Industry experts claim that the market is correcting itself, and the reason for it can be attributed to the regulatory uncertainty that still persists with regards to cryptocurrencies. Various countries have taken a stand in favour of or against cryptocurrencies, and many of them are still in the process of evaluating cryptocurrencies before declaring their verdict. However, with news of companies like Goldman Sachs considering launching cryptocurrency custody services, and exchanges like Coinbase adding new cryptocurrencies to their custodial services, the ongoing trends point towards the the increasing interest of institutional investors in crypto assets.
Here are 5 reasons why cryptocurrencies are going to be the next big thing for institutional investors.

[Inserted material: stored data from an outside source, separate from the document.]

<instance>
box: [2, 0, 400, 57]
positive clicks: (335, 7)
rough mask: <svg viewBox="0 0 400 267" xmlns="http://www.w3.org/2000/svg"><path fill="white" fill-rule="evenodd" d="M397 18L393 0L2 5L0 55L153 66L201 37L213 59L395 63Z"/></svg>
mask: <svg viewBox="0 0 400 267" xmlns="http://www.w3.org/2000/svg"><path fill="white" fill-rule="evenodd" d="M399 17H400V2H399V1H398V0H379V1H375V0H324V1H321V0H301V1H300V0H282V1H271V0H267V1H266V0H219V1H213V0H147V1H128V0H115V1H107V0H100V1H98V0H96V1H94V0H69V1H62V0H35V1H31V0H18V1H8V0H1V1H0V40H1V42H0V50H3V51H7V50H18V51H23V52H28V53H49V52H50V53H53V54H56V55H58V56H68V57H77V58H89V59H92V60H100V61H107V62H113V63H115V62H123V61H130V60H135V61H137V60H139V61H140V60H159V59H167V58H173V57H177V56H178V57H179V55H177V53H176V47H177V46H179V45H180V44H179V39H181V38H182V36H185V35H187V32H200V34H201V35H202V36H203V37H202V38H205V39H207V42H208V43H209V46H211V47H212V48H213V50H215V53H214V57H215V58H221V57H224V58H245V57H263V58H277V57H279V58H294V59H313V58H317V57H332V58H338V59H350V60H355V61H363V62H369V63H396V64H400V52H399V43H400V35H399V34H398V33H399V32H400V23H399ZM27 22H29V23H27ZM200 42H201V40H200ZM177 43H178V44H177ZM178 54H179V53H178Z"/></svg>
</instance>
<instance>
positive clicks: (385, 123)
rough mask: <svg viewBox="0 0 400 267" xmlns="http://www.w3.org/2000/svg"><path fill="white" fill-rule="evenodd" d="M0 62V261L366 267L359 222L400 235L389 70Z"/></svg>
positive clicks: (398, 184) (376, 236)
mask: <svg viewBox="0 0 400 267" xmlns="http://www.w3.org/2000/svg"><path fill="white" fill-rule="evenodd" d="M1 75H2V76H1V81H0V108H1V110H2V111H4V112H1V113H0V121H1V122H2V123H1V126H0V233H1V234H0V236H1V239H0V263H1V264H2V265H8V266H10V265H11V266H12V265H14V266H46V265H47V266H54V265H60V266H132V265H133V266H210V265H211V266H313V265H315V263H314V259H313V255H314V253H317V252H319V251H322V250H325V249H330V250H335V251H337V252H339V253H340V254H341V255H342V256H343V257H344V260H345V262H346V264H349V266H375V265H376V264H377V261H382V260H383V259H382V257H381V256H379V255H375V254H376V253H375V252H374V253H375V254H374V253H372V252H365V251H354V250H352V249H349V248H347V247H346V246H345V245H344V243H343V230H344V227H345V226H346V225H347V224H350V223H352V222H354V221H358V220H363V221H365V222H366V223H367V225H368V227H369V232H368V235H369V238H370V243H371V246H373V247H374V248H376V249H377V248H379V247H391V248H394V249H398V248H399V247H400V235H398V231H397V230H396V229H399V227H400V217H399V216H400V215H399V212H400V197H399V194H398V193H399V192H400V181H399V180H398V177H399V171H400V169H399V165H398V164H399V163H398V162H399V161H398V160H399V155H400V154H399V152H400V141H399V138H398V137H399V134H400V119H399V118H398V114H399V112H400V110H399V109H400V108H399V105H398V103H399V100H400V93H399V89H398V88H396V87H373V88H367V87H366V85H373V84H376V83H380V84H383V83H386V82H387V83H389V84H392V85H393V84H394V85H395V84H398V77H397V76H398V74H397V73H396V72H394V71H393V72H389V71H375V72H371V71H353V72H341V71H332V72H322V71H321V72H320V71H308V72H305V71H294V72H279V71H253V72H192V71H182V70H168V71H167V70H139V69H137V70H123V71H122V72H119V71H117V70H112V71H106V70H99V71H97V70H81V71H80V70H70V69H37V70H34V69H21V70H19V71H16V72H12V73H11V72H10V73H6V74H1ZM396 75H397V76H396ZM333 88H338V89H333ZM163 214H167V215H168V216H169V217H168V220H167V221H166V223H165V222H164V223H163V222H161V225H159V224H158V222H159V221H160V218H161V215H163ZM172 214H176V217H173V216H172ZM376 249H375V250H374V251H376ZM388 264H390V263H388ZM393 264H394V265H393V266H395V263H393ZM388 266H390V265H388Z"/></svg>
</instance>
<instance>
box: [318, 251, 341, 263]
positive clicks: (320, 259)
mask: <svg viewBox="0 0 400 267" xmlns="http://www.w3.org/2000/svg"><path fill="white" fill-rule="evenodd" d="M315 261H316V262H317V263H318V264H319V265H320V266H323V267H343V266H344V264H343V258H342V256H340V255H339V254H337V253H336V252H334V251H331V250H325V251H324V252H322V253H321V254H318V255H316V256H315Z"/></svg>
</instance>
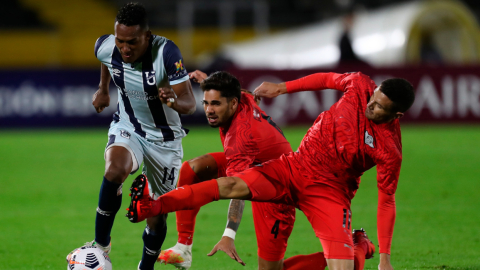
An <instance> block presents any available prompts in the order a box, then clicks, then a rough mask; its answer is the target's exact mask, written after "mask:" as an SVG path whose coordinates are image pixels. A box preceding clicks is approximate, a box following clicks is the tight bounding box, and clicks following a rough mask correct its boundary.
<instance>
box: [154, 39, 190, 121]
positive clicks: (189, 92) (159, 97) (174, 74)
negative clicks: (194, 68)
mask: <svg viewBox="0 0 480 270" xmlns="http://www.w3.org/2000/svg"><path fill="white" fill-rule="evenodd" d="M162 54H163V64H164V67H165V71H166V73H167V76H168V81H169V85H167V86H166V87H160V88H159V89H158V96H159V98H160V100H161V101H162V102H163V103H166V104H167V106H168V107H170V108H172V109H174V110H175V111H177V112H178V113H180V114H193V113H194V112H195V109H196V105H195V97H194V96H193V91H192V84H191V83H190V80H189V76H188V72H187V70H186V69H185V66H184V65H183V57H182V54H181V53H180V50H179V49H178V47H177V45H175V43H173V42H172V41H171V40H167V41H166V42H165V45H164V47H163V51H162Z"/></svg>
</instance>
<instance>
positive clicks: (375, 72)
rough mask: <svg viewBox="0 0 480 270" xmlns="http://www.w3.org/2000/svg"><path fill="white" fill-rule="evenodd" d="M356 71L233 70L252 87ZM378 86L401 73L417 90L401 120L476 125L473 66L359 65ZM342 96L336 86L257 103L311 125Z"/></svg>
mask: <svg viewBox="0 0 480 270" xmlns="http://www.w3.org/2000/svg"><path fill="white" fill-rule="evenodd" d="M351 70H355V69H349V68H336V69H330V70H318V69H316V70H288V71H286V70H239V69H231V70H230V72H232V73H233V74H234V75H236V76H237V77H238V78H239V79H240V82H241V83H242V85H243V86H244V87H246V88H247V89H249V90H251V91H253V90H254V89H255V88H256V87H257V86H258V85H260V84H261V83H262V82H263V81H270V82H283V81H288V80H294V79H297V78H300V77H303V76H306V75H309V74H313V73H316V72H338V73H344V72H349V71H351ZM360 70H361V72H362V73H364V74H367V75H369V76H370V77H371V78H372V79H373V80H374V81H375V82H376V83H377V84H380V82H382V81H383V80H385V79H388V78H392V77H400V78H405V79H407V80H409V81H410V82H411V83H412V84H413V86H414V88H415V90H416V98H415V103H414V104H413V105H412V107H411V108H410V110H409V111H408V112H407V113H406V114H405V117H404V118H402V123H406V122H409V123H428V122H431V123H480V69H478V68H475V67H458V68H457V67H455V68H454V67H442V68H440V67H412V68H388V69H374V68H361V69H360ZM341 95H342V92H340V91H335V90H326V91H316V92H300V93H294V94H290V95H283V96H279V97H277V98H275V99H269V100H263V101H262V104H261V107H262V108H263V109H264V110H265V111H266V112H267V113H268V114H269V115H270V116H271V117H272V118H273V119H275V121H276V122H278V123H279V124H298V123H306V124H311V123H313V121H314V120H315V119H316V117H317V116H318V114H319V113H321V112H322V111H324V110H327V109H328V108H330V106H331V105H332V104H333V103H335V102H336V101H337V100H338V99H339V98H340V97H341Z"/></svg>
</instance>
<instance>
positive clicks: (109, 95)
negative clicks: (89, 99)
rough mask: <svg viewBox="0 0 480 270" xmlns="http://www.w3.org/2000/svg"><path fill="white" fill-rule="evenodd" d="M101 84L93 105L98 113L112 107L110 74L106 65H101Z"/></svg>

1. Enhancement of custodial services
Coinbase recently announced that it is considering adding new crypto assets to its custodial services to enable institutional investors to store their cryptocurrency holdings safely. The new additions are likely to have been spurred by a potential demand for custodial services for these cryptocurrencies, which also reveals that institutional investors are looking at cryptocurrencies other than Bitcoin and Ethereum for investment.

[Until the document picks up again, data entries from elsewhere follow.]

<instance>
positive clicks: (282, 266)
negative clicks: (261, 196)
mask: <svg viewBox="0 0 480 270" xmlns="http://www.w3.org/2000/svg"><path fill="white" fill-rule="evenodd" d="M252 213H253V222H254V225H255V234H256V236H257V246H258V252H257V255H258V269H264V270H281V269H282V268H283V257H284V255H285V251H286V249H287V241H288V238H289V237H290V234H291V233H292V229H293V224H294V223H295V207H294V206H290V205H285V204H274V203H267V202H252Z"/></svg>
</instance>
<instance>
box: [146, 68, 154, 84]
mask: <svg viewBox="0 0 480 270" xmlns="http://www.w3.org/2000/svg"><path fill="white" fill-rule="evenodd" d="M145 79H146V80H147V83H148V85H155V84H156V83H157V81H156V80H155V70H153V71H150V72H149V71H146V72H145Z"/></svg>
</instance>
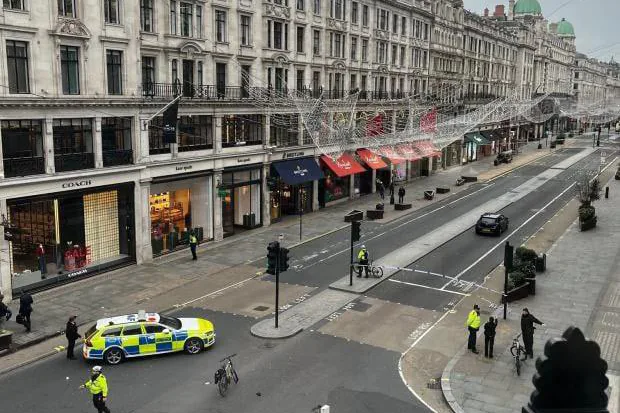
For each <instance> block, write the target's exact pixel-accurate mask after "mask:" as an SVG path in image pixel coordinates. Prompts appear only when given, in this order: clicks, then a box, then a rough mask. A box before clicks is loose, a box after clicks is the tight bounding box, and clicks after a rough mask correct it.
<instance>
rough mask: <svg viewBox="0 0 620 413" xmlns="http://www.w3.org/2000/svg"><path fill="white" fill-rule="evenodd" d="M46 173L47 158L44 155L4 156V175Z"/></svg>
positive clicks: (35, 173) (8, 177) (30, 174)
mask: <svg viewBox="0 0 620 413" xmlns="http://www.w3.org/2000/svg"><path fill="white" fill-rule="evenodd" d="M44 173H45V159H44V158H43V157H42V156H35V157H23V158H4V176H5V177H6V178H14V177H17V176H28V175H38V174H44Z"/></svg>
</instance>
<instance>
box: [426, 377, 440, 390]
mask: <svg viewBox="0 0 620 413" xmlns="http://www.w3.org/2000/svg"><path fill="white" fill-rule="evenodd" d="M426 387H427V388H429V389H432V390H441V377H438V378H436V379H430V380H429V382H428V383H426Z"/></svg>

Goldman Sachs is also considering offering cryptocurrency custody services which will apparently help overcome the barrier of lack of trusted custodianship for institutional investors. Ledger, the hardware crypto wallet manufacturer, which sold over 1 million hardware company also announced its support for 8 new cryptocurrencies recently.
2. US SEC’s stance on crypto assets
While the US Securities and Exchange Commission has rejected Winklevoss brothers’ Bitcoin ETF, its stance towards cryptocurrencies seems fairly positive. It highlighted that the proposal’s disapproval did not rest on an evaluation of whether bitcoin, or blockchain technology has utility or value as an innovation or investment, but it was owing to the inadequacy of tools for preventing fraud and manipulation with customers.

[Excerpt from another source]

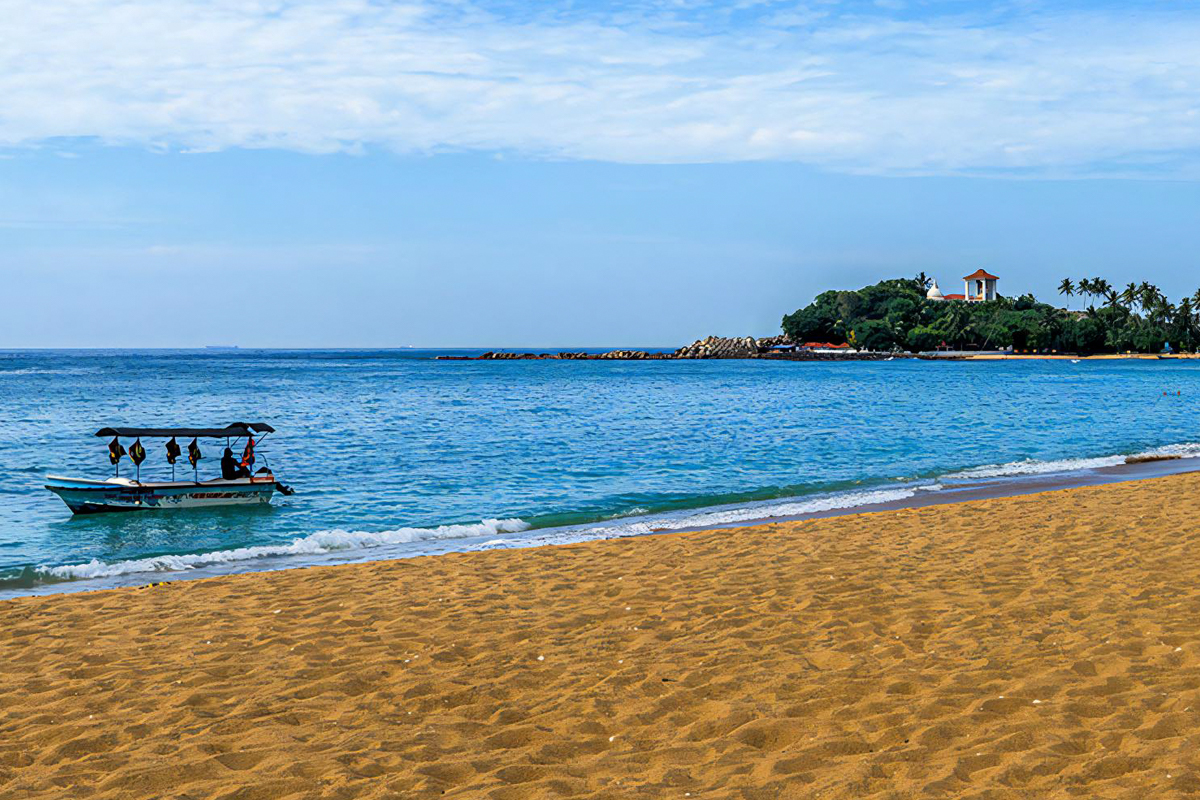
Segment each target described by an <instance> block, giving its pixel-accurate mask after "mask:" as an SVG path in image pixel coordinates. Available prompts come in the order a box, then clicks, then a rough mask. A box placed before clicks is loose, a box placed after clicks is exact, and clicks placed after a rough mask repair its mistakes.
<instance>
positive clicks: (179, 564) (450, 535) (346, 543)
mask: <svg viewBox="0 0 1200 800" xmlns="http://www.w3.org/2000/svg"><path fill="white" fill-rule="evenodd" d="M528 528H529V524H528V523H526V522H524V521H522V519H485V521H482V522H480V523H476V524H473V525H439V527H437V528H397V529H396V530H380V531H362V530H341V529H334V530H322V531H318V533H314V534H310V535H307V536H304V537H302V539H295V540H292V541H290V542H288V543H286V545H282V543H281V545H258V546H254V547H236V548H233V549H228V551H214V552H211V553H184V554H179V555H151V557H148V558H143V559H131V560H127V561H114V563H112V564H107V563H104V561H100V560H96V559H92V560H91V561H88V563H86V564H67V565H62V566H41V567H38V569H37V572H38V573H40V575H41V576H43V577H46V578H53V579H58V581H79V579H88V578H114V577H118V576H122V575H133V573H137V572H179V571H184V570H194V569H197V567H205V566H214V565H220V564H232V563H234V561H250V560H254V559H264V558H275V557H287V555H319V554H322V553H332V552H337V551H353V549H367V548H372V547H385V546H388V545H408V543H412V542H419V541H433V540H444V539H472V537H475V536H492V535H496V534H511V533H518V531H522V530H526V529H528Z"/></svg>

Kin-Wai Lau, the CEO of Fatfish Internet group recently said in an interview that the world is experiencing a second wave of cryptocurrencies which is being driven by institutional demand, and it just a matter of time before the SEC opens its doors to cryptocurrencies.
3. Regulated crypto ETFs on the cards
After the rejection of Winklevoss brothers’ bitcoin ETF, the US SEC will be looking at 9 ETFs in the next two months and announce its final decision on their status. The SEC highlighted that it is open to the possibility of approving crypto-derivatives in the future. In Europe in the meanwhile, Amsterdam-based speed trader Flow Traders NV announced that it was expanding its trading products to exchange-traded notes (ETNs), which are based on bitcoin and ether.
In Asia, the Singapore-based Huobi exchange had revealed in June that it was creating its own ETF. With all these efforts being made to launch ETFs, the day is not far when the world will see its first regulated crypto ETF.
4. Past performance of cryptocurrencies
It is no secret that the unregulated nature of cryptocurrencies is a double-edged sword. One of its favourable consequences has been the rapid growth is it has witnessed since its inception. Bitcoin, between 2012 and 2016, witnessed a yearly growth of around 106%, which is 6.5 times more than regular tech stocks. In fact, just the last year, Bitcoin saw a growth of 1,318%, with its highest at $19,783 on December 17th, 2017. Ripple was the biggest gainer of 2017 with 36,018% growth. According to Jesse Powell, the CEO of Kraken, the market value of cryptocurrencies will touch 1 trillion this year.
5. Favourable cryptocurrency regulations emerging globally
Many countries are recognising the pressing need to develop a regulatory framework for cryptocurrencies and Initial Coin Offerings (ICOs) to leverage the ongoing transformation which Blockchain is bringing about in the world. In Japan, bitcoin is a legal tender and the country officially recognizes several cryptocurrency exchanges. The country also had a government-backed study group develop guidelines for ICOs, which are being evaluated by Japan’s Financial Services Agency and might become the law in the coming future. In Switzerland, the Swiss Financial Market Supervisory Authority (FINMA) released guidelines for conducting ICOs earlier this year.
Thailand and Philippines have recently launched a regulatory framework for ICOs which dictates that entities seeking to conduct an ICO must file an application and submit the required documents to the respective regulatory bodies of the countries for evaluation. This regulated environment for cryptocurrencies and ICO projects is going to encourage investors to explore the market with confidence.